Having the distinction of being known as the guy who jumped the gun at the start of an 800-meter race at the state track championships is not something Anthony Glover is proud of.
It's a memory of a moment the Scott senior would rather forget.
But Glover can't seem to completely shake his past.
“I think about it a couple of times every now and then if somebody mentions it,” Glover said. “But I try not to think about it much because it wasn't a good thing that happened.”
In a race that requires running two laps, it's not common to see a disqualification because of a false start. But that's what happened to Glover last spring at the state meet when he stumbled over the starting line just before the pistol sounded to begin the Division I final.
The untimely mishap took place last spring when Glover was running the 400 and 800 for Woodward. He transferred back to Scott at the start of this school year as a result of a family move. He spent his freshman and sophomore years at Scott.
The story of his stumble followed him over to Scott.
“We still tease him about that,” said Scott coach Ernest Carn, who was at last year's state meet in Dayton.
However, Carn is more than pleased to have Glover on his team. Glover ran for Carn as a sophomore and he is the Bulldogs' top man in the 400 and 800.
Glover's season-best time in the 400 is 49.6 while his season-best time in the 800 is 1:59.7. He has won all but one of his 800 races and all but two of his 400 events.
He's a favorite to pull off a sweep of the two races in tonight's City League championships at Bowsher.
“I'm real confident about what I can do and what I should do (in the City League meet),” Glover said. “If I do lose they're really going to have to work hard to beat me.”
Nevertheless, Carn said Glover's expectations are much greater than claiming victory at the City League championships.
“He's confident he'll make it back to state,” Carn said. “There's no doubt in his mind that he will make it back.”
Glover no longer dwells on his past state experience nor is he bothered by the jokes about committing a false-start.
He's looking ahead and plans to conclude his high school track career back at the state meet. This time he intends to complete a race.
“My goal is to get back to state and to compete in the 400 and 800,” Glover said.
Glover considers the 800 the most important. Not standing at the starting line in the 800 state finals a second straight year would be a disappointment.

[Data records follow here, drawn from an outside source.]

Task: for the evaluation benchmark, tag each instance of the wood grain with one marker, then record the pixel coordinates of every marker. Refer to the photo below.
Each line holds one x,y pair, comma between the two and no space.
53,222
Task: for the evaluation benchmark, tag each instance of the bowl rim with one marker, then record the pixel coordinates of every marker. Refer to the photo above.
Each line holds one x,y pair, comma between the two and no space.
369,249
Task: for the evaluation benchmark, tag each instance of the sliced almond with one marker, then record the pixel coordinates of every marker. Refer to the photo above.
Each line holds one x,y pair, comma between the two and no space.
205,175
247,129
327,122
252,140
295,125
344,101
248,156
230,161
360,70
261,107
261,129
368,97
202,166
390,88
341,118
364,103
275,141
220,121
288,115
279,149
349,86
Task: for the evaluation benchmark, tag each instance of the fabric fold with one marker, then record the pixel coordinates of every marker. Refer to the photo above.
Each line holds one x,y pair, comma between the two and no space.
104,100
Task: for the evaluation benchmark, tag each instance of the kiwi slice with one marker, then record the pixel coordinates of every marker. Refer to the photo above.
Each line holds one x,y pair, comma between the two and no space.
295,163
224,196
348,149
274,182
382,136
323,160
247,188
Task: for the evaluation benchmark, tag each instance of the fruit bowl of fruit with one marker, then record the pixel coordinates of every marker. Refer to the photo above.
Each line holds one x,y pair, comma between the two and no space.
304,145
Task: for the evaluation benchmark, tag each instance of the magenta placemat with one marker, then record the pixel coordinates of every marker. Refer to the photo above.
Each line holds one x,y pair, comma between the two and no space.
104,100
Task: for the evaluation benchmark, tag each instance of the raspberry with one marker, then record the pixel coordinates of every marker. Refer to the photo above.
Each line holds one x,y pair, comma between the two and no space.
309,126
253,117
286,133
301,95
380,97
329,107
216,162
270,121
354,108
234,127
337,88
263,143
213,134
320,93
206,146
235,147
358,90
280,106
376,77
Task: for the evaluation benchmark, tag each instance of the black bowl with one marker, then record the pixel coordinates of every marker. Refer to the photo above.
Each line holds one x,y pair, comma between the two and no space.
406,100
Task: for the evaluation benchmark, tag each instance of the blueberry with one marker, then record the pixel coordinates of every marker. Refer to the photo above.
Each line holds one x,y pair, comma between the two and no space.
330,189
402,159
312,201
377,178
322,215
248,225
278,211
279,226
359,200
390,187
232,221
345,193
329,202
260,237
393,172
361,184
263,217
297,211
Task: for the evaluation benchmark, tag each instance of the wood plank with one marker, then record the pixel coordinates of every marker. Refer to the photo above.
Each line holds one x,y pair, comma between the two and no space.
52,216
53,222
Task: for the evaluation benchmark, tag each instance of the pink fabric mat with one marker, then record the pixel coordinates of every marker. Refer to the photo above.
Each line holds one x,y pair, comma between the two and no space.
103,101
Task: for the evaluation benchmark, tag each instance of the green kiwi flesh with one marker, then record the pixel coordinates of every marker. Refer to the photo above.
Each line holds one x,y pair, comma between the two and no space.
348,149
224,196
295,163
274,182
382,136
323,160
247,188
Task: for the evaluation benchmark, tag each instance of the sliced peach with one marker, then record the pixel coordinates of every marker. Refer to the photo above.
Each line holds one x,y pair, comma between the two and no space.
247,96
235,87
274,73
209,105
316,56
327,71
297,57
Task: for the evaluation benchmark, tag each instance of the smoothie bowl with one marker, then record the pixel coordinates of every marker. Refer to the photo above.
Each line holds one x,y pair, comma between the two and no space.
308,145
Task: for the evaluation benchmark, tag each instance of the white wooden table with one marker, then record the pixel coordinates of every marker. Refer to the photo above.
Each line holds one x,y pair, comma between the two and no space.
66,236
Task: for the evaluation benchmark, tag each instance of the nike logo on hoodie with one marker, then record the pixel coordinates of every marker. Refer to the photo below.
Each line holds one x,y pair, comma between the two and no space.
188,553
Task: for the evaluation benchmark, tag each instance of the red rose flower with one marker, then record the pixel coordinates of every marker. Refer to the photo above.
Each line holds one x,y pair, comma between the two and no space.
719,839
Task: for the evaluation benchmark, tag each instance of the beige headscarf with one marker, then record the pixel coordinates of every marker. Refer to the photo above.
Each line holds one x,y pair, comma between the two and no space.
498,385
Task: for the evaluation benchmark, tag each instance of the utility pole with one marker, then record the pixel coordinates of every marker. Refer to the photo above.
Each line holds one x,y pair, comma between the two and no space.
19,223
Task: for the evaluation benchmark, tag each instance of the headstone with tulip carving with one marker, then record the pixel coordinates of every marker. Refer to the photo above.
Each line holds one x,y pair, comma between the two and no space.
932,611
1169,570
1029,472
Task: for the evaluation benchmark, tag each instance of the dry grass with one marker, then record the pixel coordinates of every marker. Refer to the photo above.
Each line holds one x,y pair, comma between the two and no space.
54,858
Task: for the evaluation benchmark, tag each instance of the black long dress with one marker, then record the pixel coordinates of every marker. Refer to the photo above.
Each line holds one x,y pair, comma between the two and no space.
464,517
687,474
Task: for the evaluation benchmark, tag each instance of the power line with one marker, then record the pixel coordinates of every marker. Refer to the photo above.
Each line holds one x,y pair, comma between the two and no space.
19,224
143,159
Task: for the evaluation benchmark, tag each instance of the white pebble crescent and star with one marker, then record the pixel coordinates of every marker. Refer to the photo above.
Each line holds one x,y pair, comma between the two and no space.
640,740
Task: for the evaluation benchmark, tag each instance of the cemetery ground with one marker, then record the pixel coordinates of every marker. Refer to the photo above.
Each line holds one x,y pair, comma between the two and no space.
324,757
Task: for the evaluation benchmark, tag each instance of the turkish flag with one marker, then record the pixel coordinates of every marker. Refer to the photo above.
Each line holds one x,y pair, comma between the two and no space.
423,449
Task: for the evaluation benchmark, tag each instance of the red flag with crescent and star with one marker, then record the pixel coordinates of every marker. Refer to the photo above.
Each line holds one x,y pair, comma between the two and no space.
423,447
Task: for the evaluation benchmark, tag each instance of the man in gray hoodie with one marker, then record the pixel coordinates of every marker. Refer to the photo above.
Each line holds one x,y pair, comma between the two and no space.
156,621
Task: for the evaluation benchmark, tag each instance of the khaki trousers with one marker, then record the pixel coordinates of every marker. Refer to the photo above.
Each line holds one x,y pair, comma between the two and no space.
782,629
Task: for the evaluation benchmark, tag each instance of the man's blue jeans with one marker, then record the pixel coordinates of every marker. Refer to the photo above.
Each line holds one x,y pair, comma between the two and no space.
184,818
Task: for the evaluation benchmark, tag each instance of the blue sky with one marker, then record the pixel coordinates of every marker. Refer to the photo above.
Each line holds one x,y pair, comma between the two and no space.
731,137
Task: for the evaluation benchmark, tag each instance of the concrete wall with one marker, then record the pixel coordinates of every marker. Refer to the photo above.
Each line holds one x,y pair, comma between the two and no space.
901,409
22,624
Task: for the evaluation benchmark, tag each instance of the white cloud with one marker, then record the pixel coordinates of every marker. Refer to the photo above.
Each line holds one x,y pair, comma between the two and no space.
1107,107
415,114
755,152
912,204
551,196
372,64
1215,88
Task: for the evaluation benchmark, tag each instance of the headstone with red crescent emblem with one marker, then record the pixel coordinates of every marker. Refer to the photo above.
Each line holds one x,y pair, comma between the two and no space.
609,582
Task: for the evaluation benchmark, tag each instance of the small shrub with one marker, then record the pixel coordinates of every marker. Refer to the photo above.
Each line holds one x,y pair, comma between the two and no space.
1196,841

“If I don't get back to where I was last year that means I didn't work as hard as I did last year,” Glover said.
Glover's personal-record time in the 800 is 1:55.3, which he recorded last season in a regional final in which he finished second to qualify for the state meet. Although he hasn't really come close to topping that, Glover believes he's on the right path.
“I'm not quite where I was this time last year, but I'm still right there,” Glover said. “I know I can make it.”
Carn said the biggest hindrance to Glover's progress may have been not facing enough challenging competition throughout the season.
His most challenging 800 took place a week ago during a meet in Dayton. It included several of the state's top runners. Glover finished fifth, but posted his best time of the season (1:59.7).
The fifth-place finish among a highly competitive group of half-milers didn't ruin Glover's desire to run against stiff competition.
“It was really fun,” Glover said. “It was competitive. I like to run in more races like that.”
The journey back to the state meet will probably entail such races along the way.